Adsorption of iron and copper with crab biochar

Abstract

The growing human population causes increasing environmental issues from seafood waste. Biochar production through pyrolysis can reduce waste and provide a neutralizing adsorbent to treat acid mine drainage. This study aimed to determine if slow versus fast pyrolysis alters the char’s characteristics and if adding iron to copper containing solution affects copper’s adsorption rate. Snow crab (Chionoecetes Opilio) underwent slow pyrolysis at 500°C producing a porous char with a 55 wt% yield, a specific surface area of 14.73m²/g, and an average pore size of 21.5nm. Elemental analysis indicated a carbon content of 22.69 wt%, 1.24 wt% hydrogen, and 2.72 wt% nitrogen in the char, while proximate analysis determined 12 wt% volatiles, 57 wt% ash, and approximately 27 wt% calcium carbonate.
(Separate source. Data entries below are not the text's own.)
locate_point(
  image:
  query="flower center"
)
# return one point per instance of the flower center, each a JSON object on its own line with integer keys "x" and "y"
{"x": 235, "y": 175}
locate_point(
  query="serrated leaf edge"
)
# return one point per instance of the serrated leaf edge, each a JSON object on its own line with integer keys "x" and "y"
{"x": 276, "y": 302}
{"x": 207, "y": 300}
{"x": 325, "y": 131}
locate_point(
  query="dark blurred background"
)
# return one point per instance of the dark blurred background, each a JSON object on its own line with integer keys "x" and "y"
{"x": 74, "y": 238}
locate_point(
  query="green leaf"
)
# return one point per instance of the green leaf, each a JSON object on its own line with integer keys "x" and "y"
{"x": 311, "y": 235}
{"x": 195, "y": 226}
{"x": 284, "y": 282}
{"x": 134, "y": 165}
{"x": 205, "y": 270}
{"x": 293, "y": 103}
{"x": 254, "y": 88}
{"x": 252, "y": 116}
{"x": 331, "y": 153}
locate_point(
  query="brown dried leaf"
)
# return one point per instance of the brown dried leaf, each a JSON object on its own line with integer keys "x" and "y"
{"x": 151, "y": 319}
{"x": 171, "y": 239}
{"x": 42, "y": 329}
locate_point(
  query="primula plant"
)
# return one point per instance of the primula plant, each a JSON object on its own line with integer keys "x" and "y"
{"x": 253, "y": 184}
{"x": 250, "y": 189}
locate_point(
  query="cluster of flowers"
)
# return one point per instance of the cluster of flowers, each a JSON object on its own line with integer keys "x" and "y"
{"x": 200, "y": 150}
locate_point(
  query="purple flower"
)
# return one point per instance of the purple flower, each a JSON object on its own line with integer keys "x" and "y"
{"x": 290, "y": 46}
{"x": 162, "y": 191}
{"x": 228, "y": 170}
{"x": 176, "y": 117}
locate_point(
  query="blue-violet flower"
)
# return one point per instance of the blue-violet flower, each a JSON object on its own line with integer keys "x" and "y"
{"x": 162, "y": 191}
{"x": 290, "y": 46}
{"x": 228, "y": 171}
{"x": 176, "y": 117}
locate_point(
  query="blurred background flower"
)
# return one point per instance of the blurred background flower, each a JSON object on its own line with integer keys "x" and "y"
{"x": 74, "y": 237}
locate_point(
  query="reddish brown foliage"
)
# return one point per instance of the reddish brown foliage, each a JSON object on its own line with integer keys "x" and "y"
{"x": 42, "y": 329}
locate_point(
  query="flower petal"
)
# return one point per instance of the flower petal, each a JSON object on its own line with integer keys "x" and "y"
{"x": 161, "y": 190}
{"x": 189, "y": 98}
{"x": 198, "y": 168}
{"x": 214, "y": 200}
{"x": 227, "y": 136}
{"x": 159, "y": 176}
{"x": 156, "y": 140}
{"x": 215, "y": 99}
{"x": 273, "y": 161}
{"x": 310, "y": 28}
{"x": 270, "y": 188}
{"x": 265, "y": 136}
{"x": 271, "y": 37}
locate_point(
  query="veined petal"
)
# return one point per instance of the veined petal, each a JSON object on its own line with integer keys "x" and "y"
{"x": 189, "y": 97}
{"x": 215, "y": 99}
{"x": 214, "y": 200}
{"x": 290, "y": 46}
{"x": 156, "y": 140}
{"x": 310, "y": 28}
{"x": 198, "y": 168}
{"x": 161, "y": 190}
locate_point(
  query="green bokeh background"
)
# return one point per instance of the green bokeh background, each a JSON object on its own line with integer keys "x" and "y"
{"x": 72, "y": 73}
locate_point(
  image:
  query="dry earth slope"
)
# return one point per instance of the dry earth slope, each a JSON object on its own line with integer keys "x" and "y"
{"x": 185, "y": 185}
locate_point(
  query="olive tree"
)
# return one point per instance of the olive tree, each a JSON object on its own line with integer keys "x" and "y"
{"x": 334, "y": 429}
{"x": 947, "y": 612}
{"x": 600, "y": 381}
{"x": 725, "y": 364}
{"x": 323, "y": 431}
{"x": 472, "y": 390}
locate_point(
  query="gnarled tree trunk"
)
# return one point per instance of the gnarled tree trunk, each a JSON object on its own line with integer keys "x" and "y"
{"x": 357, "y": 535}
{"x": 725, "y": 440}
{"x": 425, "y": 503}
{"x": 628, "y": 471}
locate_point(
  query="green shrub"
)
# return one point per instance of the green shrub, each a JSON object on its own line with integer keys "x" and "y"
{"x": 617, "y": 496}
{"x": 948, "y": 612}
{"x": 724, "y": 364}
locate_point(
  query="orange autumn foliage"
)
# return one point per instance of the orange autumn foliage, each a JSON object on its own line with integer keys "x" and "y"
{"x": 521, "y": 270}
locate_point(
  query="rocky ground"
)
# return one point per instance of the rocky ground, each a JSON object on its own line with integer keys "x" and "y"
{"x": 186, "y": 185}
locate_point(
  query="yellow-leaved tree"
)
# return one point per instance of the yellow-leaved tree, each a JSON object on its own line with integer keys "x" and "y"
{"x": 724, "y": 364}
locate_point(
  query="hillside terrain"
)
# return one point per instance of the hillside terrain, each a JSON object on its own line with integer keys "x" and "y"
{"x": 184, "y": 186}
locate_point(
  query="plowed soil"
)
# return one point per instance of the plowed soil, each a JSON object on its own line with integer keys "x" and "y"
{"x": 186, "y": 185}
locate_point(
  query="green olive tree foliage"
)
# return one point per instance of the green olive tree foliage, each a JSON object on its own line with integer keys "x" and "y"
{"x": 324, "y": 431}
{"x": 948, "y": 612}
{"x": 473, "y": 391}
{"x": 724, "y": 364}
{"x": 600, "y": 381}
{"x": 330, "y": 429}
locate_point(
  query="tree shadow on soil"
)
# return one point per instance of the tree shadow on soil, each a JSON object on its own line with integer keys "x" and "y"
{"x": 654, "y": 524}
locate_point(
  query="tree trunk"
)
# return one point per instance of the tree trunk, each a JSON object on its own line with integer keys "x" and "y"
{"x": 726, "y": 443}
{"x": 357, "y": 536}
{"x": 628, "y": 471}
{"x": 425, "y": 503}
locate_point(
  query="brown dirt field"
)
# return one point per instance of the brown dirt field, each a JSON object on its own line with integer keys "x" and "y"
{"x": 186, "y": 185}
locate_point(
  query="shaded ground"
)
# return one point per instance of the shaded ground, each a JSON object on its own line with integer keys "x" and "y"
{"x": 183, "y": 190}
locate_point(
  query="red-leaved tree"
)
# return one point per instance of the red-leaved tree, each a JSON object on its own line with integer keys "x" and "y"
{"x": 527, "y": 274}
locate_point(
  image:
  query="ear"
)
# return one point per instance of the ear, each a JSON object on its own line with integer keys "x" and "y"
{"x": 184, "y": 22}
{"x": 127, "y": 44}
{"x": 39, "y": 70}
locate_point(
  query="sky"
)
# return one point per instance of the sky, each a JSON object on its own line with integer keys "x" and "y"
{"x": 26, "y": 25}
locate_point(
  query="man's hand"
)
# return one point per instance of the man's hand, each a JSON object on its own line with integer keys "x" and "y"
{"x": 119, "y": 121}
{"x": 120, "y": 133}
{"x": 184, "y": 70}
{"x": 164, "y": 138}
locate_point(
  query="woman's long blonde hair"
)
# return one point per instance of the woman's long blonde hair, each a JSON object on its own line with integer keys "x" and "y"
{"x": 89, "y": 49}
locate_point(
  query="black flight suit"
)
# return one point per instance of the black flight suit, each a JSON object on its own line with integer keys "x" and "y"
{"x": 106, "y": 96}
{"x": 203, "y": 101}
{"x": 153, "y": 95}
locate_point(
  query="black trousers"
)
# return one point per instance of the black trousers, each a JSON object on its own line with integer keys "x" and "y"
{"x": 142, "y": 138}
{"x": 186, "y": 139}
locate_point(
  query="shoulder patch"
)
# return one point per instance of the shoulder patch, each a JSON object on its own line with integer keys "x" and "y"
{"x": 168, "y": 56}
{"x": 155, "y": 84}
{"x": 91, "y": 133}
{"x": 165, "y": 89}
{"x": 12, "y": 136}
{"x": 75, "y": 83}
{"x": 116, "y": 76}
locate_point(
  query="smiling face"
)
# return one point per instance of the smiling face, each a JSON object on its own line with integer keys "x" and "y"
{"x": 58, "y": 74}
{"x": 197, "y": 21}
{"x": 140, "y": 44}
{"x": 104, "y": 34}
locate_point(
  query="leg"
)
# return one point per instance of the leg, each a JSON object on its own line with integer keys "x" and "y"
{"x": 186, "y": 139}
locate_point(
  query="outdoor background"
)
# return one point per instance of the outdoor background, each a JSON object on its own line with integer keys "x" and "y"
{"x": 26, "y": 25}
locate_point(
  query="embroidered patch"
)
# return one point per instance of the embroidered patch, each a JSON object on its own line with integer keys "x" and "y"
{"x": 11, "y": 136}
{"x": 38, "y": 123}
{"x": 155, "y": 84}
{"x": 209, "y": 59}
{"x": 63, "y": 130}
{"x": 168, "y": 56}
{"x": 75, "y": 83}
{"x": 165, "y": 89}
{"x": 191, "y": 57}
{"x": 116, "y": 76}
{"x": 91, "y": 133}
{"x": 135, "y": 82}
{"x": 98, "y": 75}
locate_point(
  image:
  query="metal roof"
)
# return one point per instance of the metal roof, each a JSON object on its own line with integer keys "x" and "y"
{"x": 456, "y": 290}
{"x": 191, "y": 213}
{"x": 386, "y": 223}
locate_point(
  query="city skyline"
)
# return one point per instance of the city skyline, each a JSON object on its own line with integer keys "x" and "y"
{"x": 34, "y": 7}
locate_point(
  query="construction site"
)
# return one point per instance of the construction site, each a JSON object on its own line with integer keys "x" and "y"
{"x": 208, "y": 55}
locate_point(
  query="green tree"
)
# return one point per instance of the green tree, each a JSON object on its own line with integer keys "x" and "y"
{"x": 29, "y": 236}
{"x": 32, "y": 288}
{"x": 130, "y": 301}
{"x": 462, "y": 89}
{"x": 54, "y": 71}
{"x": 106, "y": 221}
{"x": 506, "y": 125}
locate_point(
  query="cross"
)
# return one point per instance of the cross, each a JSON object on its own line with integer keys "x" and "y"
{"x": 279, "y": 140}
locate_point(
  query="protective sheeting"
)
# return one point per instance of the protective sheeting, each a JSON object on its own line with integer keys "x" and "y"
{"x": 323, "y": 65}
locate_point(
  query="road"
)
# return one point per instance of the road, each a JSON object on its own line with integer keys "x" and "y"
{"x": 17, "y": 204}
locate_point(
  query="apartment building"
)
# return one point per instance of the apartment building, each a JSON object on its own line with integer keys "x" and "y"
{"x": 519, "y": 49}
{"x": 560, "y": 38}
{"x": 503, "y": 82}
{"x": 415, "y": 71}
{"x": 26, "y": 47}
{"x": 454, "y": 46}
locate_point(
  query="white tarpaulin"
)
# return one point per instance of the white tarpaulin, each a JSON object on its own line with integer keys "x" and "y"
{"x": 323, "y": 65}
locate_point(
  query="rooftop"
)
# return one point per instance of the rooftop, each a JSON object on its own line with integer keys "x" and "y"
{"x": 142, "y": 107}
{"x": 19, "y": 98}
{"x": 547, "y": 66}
XRD suggested amorphous calcium carbonate and calcite. Slow pyrolysis char contained 1.8 times more volatiles than fast pyrolysis. Batch adsorption experiments included a dosage of 5g/L with iron (II) sulphate and copper (II) sulphate as separate solutions and as mixtures with initial concentrations ranging from 25 to 150mg/L. Copper and iron had 100% removal from separate and mixed solutions. The char’s alkalinity resulted in a pH of 8 and the precipitation of iron hydroxides, reducing iron’s adsorption capacity to 18.4mg/g, while copper was 20mg/g. Separately, iron and copper reached equilibrium within 0.5hr and 2.0hr, respectively. As a mixture, copper’s adsorption rate increased, reaching equilibrium within 0.5h until iron reached 150mg/L due to the solubility limit of Fe(OH)₂. The Pseudo Second-Order Model fitted the adsorption of the metal mixtures, and XPS suggested that metals bind directly to oxygen-bearing groups and hydroxide groups on the char’s surface.